5a. “The propensity of a service failure to result in inter-firm SRP increases when service providers communicate their engagement to eliminate the root cause of service failures.”

You have to do more than just say “Sorry.” Sorry doesn’t cut it when business relationships are at stake. The client needs to reasonably be assured that an error will not find its way to repetition—Hübner et al invoke the old business adage: “Never fail the customer twice”—and that the service provider has a plan to address the root cause of that failure. Absent a plan, the client may determine that the error is likely to recur, and seek the service elsewhere.

5b. “Sincere personal apologies from representatives of top management are most effective to convey remorse to affected boundary spanners and positively influence the individual perception of the service recovery episode.”

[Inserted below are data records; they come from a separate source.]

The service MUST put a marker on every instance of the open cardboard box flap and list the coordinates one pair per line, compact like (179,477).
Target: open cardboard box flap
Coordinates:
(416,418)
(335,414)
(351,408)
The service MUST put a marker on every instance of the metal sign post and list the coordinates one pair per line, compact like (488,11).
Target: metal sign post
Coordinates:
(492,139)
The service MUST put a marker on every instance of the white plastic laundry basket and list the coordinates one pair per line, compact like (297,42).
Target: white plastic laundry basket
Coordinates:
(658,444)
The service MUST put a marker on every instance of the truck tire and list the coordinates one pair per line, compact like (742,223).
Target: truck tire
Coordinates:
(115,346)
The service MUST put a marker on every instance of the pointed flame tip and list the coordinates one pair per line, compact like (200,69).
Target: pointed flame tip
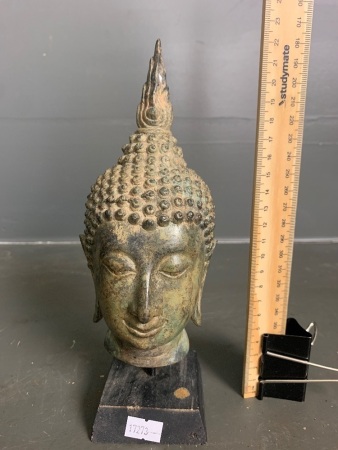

Bring in the big guns! This is straightforward and sensible advice, demonstrating to client stakeholders that the business relationship is important to the service provider. The presence of top management can also lend credibility to any action plans implemented as part of proposition 5a.

6a. “Proactively enacting in recoveries before customer complaints are voiced increases the propensity of an inter-firm SRP.”

Don’t wait for the client to figure out something is wrong. This proposition is especially true when service providers dive into solving a problem that isn’t their fault, placing themselves in the position of defending their client’s business. As Hübner et al put it: “[S]ervice providers that recognize or anticipate service failures before the client does will delight their clients.”

6b. “Recognizing failures and proactively engaging in recovery solutions creates supporters who spread their positive perception of a service-recovery episode within their organization.

When a service provider is proactive about a problem, this can go a long way towards instilling goodwill at multiple levels of the client organization. Those client stakeholders become cheerleaders for the service provider.

7. “Positive inter-subjective perceptions of the service recovery episode among boundary spanners mediate the firm-level SRP.

Back to those boundary spanners! Expanding on 6b, this proposition observes that the individual cheerleaders can have an institutional effect, solidifying the firm-to-firm relationship and securing the client’s willingness to hold onto the service provider.